Considering that it only costs around $12 the HiVi SD1.1-A does a pretty good job but I wouldn't put it in the same class as the more popular $30+ tweeters. It seems to do a good job of complimenting the upper midrange and lower treble region but gets a little bit spitty above this point. This is mostly noticeable with cymbals which sometimes tend to have a similar character between different recordings. Despite these characteristics I don't find this tweeter to be harsh. It seems to have a lot of the characteristics common to fabric dome tweeters like more of an emphasis on the shimmer of a cymbal and less of an emphasis on the fundamental ring. I find that most metal dome tweeters are the opposite in this regard.

The soundstage and imaging characteristics are good but in an unusual way. I'll first define what I consider to be imaging and soundstage. I consider imaging to describe how focused an instrument is within the soundstage. Poor imaging means that it is difficult to localize the instrument and it seems blurred in space. Soundstage defines the placement of those images within and beyond the speakers. I've often found that some speakers that have a huge soundstage often have poorer imaging. These speakers are the opposite and have good imaging at the sacrifice of some soundstage depth. They do a great job of separating each instrument within the soundstage but don't really spread sound out beyond the speakers unless the recording has the spatial cues to do so. The ability to distinguish each instrument within the soundstage makes these speakers less fatiguing especially if there is a lot of stuff going on in the midrange which is part of the reason why I find these easy to listen to with a wide range of music. Along with the midrange clarity, the definition of each instrument give these speakers a level of clarity that my previous RS180 design (the JDB3) lacked.

It is typical for a set of speakers to sound good with one type of music or recording and poor with another. A speaker that has a lot of detail can often be harsh with poor recordings but sound exceptional with a great recording. A speaker that lacks detail is usually the opposite because the smoothness hides any imperfections or doesn't let all of the recording through. The Hypnos design is pretty rare in the fact that they sound great with all types of recordings and music. The detail in the midrange allows all of the nuances of a good recording come though. The ability to separate instruments within the soundstage makes poor recordings more tolerable. They aren't as smooth as some speakers with poor recordings but they aren't harsh either. In general this speaker doesn't make every great recording sound great or every poor recording sound poor. It has a way of balancing the performance regardless of the quality of the signal sent to it but in general just about everything I've demoed them with sounds pretty good to my ears.
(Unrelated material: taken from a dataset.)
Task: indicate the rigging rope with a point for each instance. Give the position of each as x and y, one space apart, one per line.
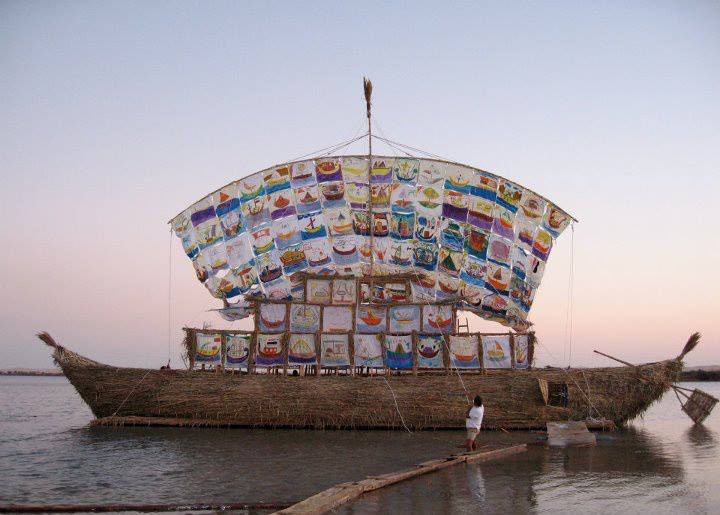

So in summary I consider the strengths of this speaker design to be the fairly neutral and detailed sound with good imaging and relatively deep bass considering the cabinet size. The weaknesses are the treble clarity and the soundstage width/depth. To build a set of Hypnos speakers each speaker uses about $60 in crossover parts and $85 in drivers so not including cabinets, damping material, terminals and ports these speakers cost under $300 for a pair. All of the parts are available from Parts Express. Adding the remaining parts including cabinets still keeps them under $400 for a complete pair of speakers and considering the performance of this design that is a bargain. However, depending on your tastes you may or may not like these as much as I do. I still think that they exceeded my expectations when I set out to design these speakers.